Lloyds Banking Group Plc, Britain’s biggest mortgage lender, posted its first profitable six-month period in three years as impairments for souring loans dropped.

Net income rose to 1.56 billion pounds ($2.4 billion) in the first half from a 697 million-pound loss in the year-earlier period, the London-based bank said in a statement today. Profit before exceptional items climbed to 2.9 billion pounds, beating the 2.34 billion-pound mean estimate of five analysts surveyed by Bloomberg. Impairments fell 43 percent to 1.8 billion pounds.

Lloyds’s shares have gained 43 percent this year on speculation the bank would return to profitability in 2013, following three years of losses and resume dividend payments it halted during the financial crisis. U.K. Chancellor of the Exchequer George Osborne may start selling the government’s 39 percent stake in the lender as soon as this month, a person familiar with the talks said last week.

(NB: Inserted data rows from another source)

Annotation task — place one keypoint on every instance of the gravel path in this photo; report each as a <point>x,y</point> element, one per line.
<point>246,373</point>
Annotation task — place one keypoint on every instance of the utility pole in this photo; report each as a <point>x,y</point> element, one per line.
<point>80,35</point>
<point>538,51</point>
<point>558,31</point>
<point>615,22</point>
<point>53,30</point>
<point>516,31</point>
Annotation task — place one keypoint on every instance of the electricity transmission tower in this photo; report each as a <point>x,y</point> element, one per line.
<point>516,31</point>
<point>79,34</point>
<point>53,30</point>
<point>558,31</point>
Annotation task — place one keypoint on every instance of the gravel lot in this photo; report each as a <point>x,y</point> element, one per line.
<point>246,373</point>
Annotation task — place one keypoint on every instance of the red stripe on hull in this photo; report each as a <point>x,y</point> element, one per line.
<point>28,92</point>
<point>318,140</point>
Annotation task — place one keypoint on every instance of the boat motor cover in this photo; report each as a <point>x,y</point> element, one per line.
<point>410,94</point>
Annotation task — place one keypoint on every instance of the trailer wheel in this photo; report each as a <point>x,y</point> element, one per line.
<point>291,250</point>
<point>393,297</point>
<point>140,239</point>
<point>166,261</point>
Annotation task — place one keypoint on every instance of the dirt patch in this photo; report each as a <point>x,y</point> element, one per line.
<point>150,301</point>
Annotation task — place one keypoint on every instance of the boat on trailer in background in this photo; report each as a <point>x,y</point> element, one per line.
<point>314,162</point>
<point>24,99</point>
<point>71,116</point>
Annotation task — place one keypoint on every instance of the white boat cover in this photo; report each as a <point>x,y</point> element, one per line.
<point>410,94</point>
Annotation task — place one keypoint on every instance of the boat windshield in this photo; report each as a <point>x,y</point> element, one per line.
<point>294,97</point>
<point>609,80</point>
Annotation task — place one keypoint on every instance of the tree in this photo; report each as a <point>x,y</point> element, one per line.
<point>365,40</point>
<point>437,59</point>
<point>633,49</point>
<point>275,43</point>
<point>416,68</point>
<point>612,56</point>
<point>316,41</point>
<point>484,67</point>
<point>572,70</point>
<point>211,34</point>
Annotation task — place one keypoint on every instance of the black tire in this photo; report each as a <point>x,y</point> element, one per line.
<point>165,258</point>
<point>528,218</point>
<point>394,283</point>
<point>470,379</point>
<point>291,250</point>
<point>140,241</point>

“As consequence of significant progress made in strengthening the balance sheet we now expect to start talks with our regulators in the second half of this year on the timetable and conditions for dividend payments,” the bank said in a statement.

The stock rose 1.2 percent to 68.5 pence in London trading yesterday, above the 61 pence the government says it will break even after providing a 20 billion-pound rescue almost five years ago. Lloyds is the best-performing stock among its European peers in the past 12 months.

The lender said it booked a 450 million-pound charge in the period for compensating customers who were mis-sold payment-protection insurance.